Com Anselmi, em termos ofensivos, o FC Porto vive da inspiração de Rodrigo Mora, da acutilância de Samu e da magia (a espaços) de Fábio Vieira. Se defensivamente ficou mais frágil, em termos ofensivos, na maior parte dos jogos, tem dificuldades em criar situações de finalização. Em suma, em seis meses, ainda não conseguimos perceber a identidade da equipa de Martín Anselmi.
Presente vs futuro
Despedir ou não um treinador é sempre uma decisão muito complicada. No caso do FC Porto, ainda mais complicada é, uma vez que Anselmi foi uma aposta da estrutura e teve um custo de aquisição (€3,1 M), o que nas condições financeiras do clube demonstra grande convicção nesta contratação. Não é fácil para ninguém assumir os seus erros, mas o que André Villas-Boas deve questionar é se o futuro do FC Porto irá ser melhor com ou sem Anselmi.
Do que me é possível analisar, nestes seis meses, a equipa portista não evoluiu. É verdade que vendeu Galeno e Nico González, mas também surgiu um enorme Rodrigo Mora. Também é verdade que o FC Porto, mesmo sem os jogadores que vendeu, continua a ter um plantel muito superior à maior parte das equipas portuguesas. Muito mais do que os resultados, o que está em causa é a fraca qualidade do futebol praticado dentro das quatro linhas.

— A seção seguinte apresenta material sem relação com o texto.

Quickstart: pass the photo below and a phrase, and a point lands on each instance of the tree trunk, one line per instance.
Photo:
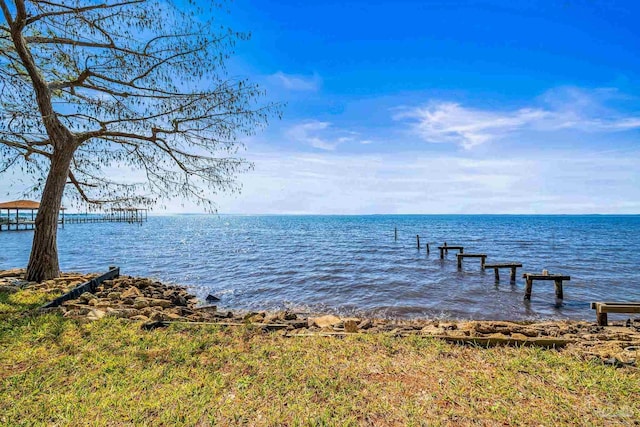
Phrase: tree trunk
(43, 263)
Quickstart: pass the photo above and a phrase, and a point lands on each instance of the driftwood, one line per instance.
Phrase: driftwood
(89, 286)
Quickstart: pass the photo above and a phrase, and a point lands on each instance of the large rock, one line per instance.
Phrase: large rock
(132, 292)
(157, 302)
(327, 321)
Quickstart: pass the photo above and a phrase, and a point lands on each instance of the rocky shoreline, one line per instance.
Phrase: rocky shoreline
(154, 304)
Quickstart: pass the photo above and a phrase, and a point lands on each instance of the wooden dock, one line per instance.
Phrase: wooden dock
(602, 308)
(20, 215)
(461, 256)
(446, 248)
(511, 265)
(557, 278)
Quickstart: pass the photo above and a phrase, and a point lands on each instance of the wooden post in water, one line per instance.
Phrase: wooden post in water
(559, 289)
(527, 289)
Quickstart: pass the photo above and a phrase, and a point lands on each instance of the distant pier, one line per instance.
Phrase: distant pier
(19, 215)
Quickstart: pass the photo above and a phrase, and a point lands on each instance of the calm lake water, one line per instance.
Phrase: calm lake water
(352, 265)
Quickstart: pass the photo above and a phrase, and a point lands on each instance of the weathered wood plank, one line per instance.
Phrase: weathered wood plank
(538, 276)
(504, 265)
(89, 286)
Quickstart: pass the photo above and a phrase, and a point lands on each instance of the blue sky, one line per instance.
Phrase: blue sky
(442, 107)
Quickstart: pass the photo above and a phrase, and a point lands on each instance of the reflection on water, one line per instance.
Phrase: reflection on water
(352, 265)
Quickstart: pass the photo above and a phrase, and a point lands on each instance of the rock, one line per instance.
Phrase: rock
(207, 308)
(287, 315)
(149, 326)
(122, 312)
(350, 325)
(365, 324)
(16, 272)
(174, 316)
(86, 297)
(254, 317)
(8, 289)
(114, 295)
(156, 302)
(179, 300)
(325, 321)
(95, 314)
(140, 302)
(157, 316)
(297, 324)
(132, 292)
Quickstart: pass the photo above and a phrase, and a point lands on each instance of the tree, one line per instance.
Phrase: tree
(90, 87)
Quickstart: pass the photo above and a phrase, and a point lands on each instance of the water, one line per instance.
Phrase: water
(352, 265)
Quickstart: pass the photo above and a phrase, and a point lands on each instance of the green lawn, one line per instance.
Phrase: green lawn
(110, 372)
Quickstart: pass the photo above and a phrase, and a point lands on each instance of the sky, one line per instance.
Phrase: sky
(433, 106)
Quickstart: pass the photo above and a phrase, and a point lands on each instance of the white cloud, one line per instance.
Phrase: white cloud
(568, 108)
(333, 183)
(322, 135)
(296, 82)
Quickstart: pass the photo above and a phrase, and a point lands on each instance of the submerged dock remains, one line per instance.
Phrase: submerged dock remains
(511, 265)
(557, 278)
(19, 215)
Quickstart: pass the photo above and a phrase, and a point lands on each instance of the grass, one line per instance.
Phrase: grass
(109, 372)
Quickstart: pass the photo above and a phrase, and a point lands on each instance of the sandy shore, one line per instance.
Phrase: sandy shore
(155, 304)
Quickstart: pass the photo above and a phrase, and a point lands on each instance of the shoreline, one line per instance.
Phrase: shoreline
(154, 304)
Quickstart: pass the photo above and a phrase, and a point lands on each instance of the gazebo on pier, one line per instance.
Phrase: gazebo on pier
(20, 215)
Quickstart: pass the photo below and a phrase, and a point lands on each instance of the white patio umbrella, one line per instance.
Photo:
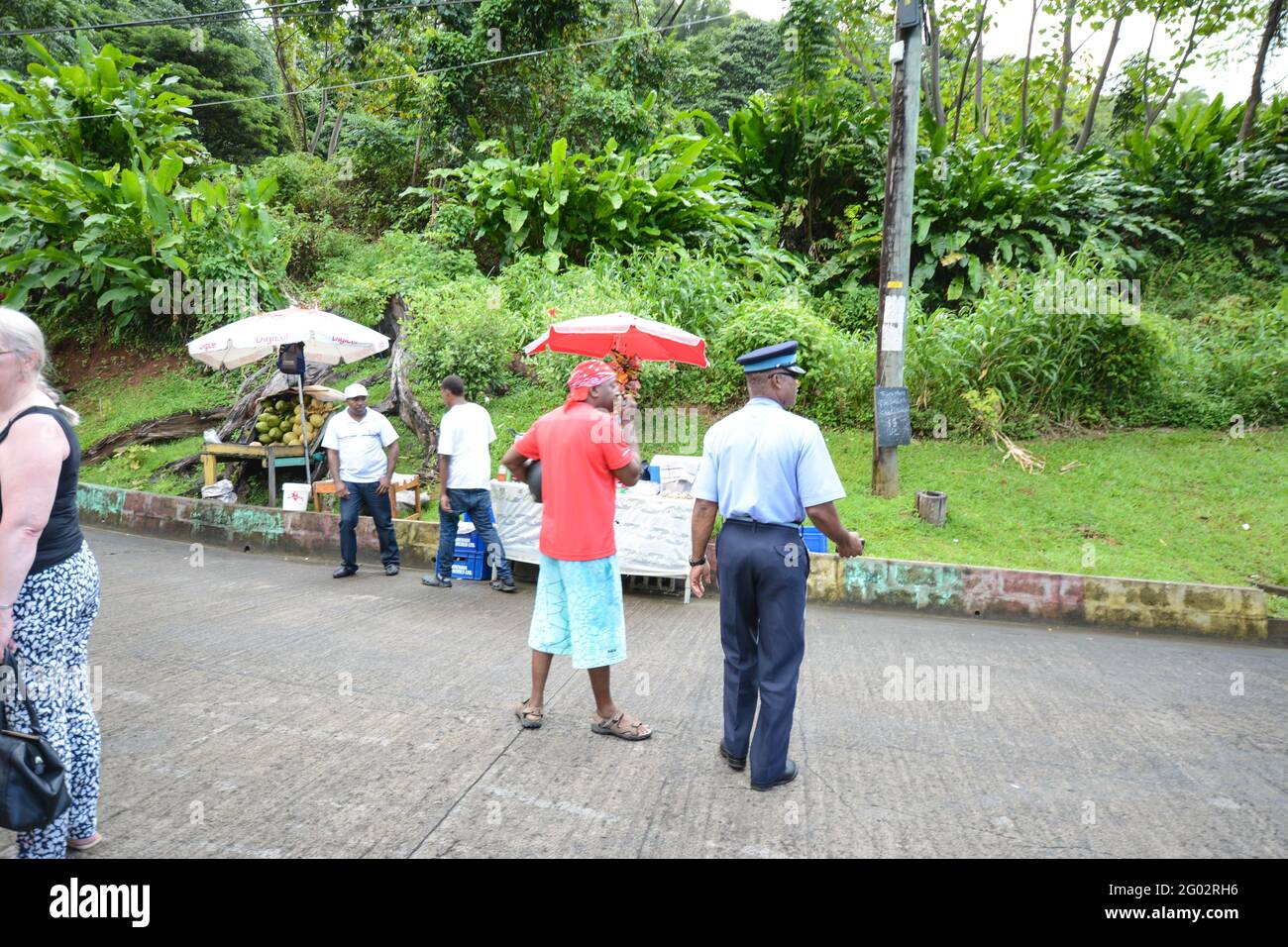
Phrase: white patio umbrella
(327, 338)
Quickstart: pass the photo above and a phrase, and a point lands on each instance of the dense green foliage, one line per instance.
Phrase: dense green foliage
(98, 213)
(509, 162)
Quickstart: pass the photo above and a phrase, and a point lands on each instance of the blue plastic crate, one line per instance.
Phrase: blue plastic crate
(468, 565)
(815, 540)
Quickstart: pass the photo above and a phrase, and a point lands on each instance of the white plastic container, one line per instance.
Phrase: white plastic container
(295, 496)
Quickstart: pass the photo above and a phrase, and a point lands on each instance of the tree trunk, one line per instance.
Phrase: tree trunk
(1065, 63)
(335, 133)
(980, 124)
(168, 428)
(1151, 116)
(1274, 18)
(932, 506)
(970, 54)
(1100, 82)
(1024, 85)
(415, 159)
(317, 127)
(292, 99)
(936, 97)
(400, 395)
(1144, 72)
(857, 58)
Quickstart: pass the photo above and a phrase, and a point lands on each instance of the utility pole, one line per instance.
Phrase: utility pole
(890, 427)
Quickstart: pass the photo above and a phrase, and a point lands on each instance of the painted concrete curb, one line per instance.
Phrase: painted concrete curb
(1141, 604)
(250, 528)
(1224, 611)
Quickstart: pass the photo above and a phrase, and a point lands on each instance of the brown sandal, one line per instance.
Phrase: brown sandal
(613, 727)
(529, 716)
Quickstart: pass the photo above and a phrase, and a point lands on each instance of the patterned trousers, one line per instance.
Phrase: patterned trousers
(52, 620)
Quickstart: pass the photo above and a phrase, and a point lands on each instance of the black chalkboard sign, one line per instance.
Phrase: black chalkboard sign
(894, 425)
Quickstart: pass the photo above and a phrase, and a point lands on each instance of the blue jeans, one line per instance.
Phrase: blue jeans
(478, 504)
(377, 505)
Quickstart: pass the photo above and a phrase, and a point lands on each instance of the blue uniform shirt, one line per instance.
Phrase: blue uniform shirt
(767, 464)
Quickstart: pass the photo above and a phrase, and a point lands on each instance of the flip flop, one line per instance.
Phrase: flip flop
(523, 712)
(84, 844)
(612, 727)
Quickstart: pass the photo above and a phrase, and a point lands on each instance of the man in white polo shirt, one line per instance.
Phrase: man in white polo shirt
(362, 449)
(465, 440)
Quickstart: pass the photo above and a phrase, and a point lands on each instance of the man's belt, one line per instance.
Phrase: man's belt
(756, 522)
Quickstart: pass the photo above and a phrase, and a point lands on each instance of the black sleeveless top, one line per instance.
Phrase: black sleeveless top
(62, 538)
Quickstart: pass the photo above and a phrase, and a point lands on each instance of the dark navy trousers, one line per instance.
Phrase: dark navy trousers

Outro ponto importante é que se Anselmi chegou com grande à-vontade na comunicação, a verdade é que tem muitas dificuldades em explicar a falta de evolução da equipa. Estamos a entrar na pré-época e este é momento de planear e criar condições para a equipa ser mais competitiva.
As decisões de uma Administração devem ser sempre racionais. Assim, Villas-Boas só tem duas hipóteses: mantém a aposta em Martín Anselmi, tendo por base uma fezada e não uma análise da evolução da equipa individualmente e coletivamente; assume que Anselmi foi um erro e procura uma nova solução que se enquadre no contexto do FC Porto e na realidade nacional. Independentemente da decisão que tomar, o que André Villas-Boas deverá ter a noção é que o clube já não tem mais tempo para experiências e que a margem de erro que tinha se esgotou.
A desvalorizar: Boavista
A importância da vertente financeira: anos e anos de uma gestão financeira sem rigor fizeram com que o Boavista desportivamente ficasse cada vez mais frágil, e que culminou na impossibilidade de inscrição nas competições profissionais.